И как только избавился – тут тебе и крышка. Обязательно садишься в лужу, потому что в каких‑то вещах мы до смерти остаемся щенками, и, когда уходит от тебя это понимание, ты теряешь готовность к встрече с неожиданностью, которая берет тебя за шиворот и начинает тыкать носом в твою замечательную житейскую мудрость: «Ты же ведь больше не щенок? Ты же член клуба взрослых, опытных людей? Давай, давай, реши‑ка мои задачки!» Короче, я допустил ошибку. Или мы с Сашкой ее допустили. По виноват в ней больше был я, потому что я был опытнее, потому что я был меньше щенок. И много, очень много дней и ночей я исправлял свою ошибку, чтобы, поняв и исправив ее, решить свою проблему в целом и этим заплатить за гордое сознание, что я уже не щенок.
Я сказал Сашке:
– Хорошо, давай подождем до завтра. Если пассажир завтра не объявится…

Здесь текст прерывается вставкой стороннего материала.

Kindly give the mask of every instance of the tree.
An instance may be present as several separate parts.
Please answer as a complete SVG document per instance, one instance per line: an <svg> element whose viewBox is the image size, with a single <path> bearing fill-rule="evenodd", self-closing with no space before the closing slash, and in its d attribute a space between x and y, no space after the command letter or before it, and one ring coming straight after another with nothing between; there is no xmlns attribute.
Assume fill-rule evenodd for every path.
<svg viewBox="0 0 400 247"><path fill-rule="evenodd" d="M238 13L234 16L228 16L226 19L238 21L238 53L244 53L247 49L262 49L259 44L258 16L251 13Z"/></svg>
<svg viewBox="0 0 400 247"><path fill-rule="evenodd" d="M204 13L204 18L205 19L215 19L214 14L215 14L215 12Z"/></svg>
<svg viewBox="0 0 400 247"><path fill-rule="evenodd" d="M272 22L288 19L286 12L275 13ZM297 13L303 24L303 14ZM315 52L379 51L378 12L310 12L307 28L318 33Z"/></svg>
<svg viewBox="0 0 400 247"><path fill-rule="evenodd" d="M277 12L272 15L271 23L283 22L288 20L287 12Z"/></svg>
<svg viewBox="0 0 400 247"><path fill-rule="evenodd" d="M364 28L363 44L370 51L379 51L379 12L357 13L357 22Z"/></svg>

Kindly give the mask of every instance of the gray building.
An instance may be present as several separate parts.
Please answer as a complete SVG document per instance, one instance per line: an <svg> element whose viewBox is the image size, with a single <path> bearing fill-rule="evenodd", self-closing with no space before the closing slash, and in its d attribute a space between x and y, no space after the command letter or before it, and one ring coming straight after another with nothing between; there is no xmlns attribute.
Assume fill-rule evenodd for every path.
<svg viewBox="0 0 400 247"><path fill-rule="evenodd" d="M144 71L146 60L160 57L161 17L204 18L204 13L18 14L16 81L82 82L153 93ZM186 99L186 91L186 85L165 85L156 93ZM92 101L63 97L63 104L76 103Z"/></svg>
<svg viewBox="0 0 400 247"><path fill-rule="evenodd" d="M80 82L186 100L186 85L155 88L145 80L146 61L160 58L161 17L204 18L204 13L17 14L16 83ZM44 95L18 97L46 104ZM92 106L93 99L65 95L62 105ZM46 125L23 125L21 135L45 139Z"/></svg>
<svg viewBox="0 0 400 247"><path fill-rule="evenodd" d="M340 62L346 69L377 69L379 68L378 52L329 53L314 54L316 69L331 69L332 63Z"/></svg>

– Да куда он денется! – резонно возразил Сашка. – Кроме того, завтра можно будет связаться с линейными отделами милиции. Кого ты сейчас, вечером, да еще в субботу, найдешь там?
– Завтра, между прочим, тоже нерабочий день – воскресенье, – напомнил я.
– Но ведь это будет день. День, понимаешь? Дежурные таи и в воскресенье есть наверняка! А сейчас ночь на дворе!
– Ладно, все равно мы с тобой за день сильно устали, ничего путного не придумаем. Оставь дежурному домашний телефон на случай, если новости будут, и пойдем спать.
На том и порешили.
Мы вышли из метро на Комсомольской. Площадь была залита пронзительным дымным светом ртутных фонарей, который, перемешиваясь с нервным мерцанием неоновых реклам, вспышками автомобильных огней, поднимался над городом, как извержение. Моросил холодный апрельский дождь, и мостовые тускло отсвечивали нефтяным блеском, а изо рта шел пар, который подолгу не хотел таять, и люди были похожи на рисунки в комиксах, когда разговор изображают такими исписанными клубочками пара, срывающимися с губ. И если бы мы с Сашкой записали слова на этих маленьких облачках, то все смогли бы прочитать, о чем мы с ним думаем. И хотя большинство людей в принципе не прочь узнать, о чем думают остальные, как раз на этой площади им меньше всего до этого дело. Эта площадь похожа на огромное сердце, которое мощно и ритмично выпускает и принимает через три вокзала бессчетное число пассажиров, заполняющих ее до предела. Я иногда с испугом думаю о том, как было бы страшно, если бы случилось что‑то фантастическое, и все пассажиры уехали бы, и больше поезда не пришли бы к платформам, и вся эта суета утихла, исчезло веселое напряжение перед дорогой, опустели перроны, залы ожидания и переходы, и, хотя я понимаю, что это чушь, чепуха, остаток какого‑то вздорного сна, я все равно пугаюсь, потому что пустой вокзал и заколоченный дом для меня всегда были символами смерти.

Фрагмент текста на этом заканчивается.